But steel output cuts are expected to begin in eastern China in September to reduce emissions for the 19th Asian Games in Hangzhou city Sept. 10-25. After that, such curbs would be widened again in northern China for the winter season.
Focus on EAFs, hydrogen furnaces
In addition to steel output controls in the coming years, the development of electric arc furnaces and hydrogen furnaces are forecast to play a big role in reducing carbon emissions.
The guideline aims to increase EAF steel production to more than 15% of China's total crude steel output by 2025. A few market sources expected the ratio to easily breach 15% by then as the approvals for new EAFs had shown signs of accelerating since 2021.
In 2021, China approved the construction of 43 new EAFs with a total crude steel capacity of 29.33 million mt/year through capacity swaps, while in 2020, only about 10 million mt/year of new EAFs got construction approvals, showed Platts calculations based on announcements by local governments.
Just within January, another seven new EAFs of 6.3 million mt/year capacity got approved for construction through capacity swaps.
These new EAFs approved since 2021 would be commissioned mainly from late-2022 to 2025.
China's crude steel made by EAFs during January-November 2021 accounted for 10.86% of the country's total crude steel output, or 102.77 million mt, according to the China Association of Metal Scrap Utilization.
Meanwhile, key producers Baosteel, Hebei Iron & Steel, Xingtai Iron & Steel and Fushun New Steel have all set out to build their first hydrogen furnaces with a combined pig iron capacity of 3.43 million mt/year.
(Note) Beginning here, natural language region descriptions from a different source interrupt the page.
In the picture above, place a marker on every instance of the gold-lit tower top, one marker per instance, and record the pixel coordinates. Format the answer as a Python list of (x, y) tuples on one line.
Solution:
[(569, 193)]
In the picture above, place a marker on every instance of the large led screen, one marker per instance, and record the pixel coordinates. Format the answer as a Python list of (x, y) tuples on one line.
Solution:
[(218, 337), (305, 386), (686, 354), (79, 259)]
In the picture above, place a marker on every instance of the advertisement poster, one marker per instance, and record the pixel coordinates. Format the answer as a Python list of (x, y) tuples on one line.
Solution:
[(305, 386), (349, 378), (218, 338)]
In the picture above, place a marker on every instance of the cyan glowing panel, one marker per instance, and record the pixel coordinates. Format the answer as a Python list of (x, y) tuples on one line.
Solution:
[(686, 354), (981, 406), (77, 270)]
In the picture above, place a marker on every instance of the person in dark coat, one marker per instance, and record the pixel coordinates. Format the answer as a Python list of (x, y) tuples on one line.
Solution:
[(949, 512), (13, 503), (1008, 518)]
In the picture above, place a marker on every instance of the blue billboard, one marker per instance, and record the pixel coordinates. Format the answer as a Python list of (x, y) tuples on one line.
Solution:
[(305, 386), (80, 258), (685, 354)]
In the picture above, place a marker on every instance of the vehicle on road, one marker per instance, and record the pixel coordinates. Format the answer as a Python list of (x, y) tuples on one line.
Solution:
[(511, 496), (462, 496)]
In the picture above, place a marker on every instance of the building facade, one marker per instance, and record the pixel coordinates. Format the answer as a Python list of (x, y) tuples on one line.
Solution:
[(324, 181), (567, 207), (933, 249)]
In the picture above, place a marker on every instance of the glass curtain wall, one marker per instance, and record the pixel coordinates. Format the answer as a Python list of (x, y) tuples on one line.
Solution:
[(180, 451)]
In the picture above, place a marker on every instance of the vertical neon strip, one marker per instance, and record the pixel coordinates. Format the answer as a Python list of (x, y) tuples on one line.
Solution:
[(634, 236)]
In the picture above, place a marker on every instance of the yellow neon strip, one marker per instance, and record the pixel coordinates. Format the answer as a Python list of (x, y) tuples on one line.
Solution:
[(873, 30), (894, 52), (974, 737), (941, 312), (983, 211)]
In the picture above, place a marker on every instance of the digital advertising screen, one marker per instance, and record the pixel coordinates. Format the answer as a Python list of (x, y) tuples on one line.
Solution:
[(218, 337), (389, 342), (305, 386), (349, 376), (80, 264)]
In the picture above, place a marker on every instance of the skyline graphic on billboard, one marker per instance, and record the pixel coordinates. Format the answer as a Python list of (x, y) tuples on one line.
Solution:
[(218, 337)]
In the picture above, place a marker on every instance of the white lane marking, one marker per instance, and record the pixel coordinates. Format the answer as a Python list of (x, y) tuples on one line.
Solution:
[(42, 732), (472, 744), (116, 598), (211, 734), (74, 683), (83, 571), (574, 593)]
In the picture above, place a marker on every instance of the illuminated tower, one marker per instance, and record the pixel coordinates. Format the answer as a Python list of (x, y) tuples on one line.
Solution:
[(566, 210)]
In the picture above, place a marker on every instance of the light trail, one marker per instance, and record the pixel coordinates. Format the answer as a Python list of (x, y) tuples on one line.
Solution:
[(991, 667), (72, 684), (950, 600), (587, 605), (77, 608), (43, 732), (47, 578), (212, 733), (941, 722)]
These furnaces will be commissioned over 2022 to 2024.
China's Jianlong Group commissioned in April 2021 its first hydrogen-based direct reduction iron furnace of 300,000 mt/year capacity in Inner Mongolia province.
The Feb. 7 guideline also reiterated accelerating consolidation of the steel industry through mergers and acquisitions.
However, the new guideline no longer specifies the production percentages of the top five and top 10 mills in China's total steel production.
While China's steel industry consolidation will continue to gather pace amid rising decarbonization costs, Beijing now appeared to focus more on quality consolidation of the industry, a few market sources said.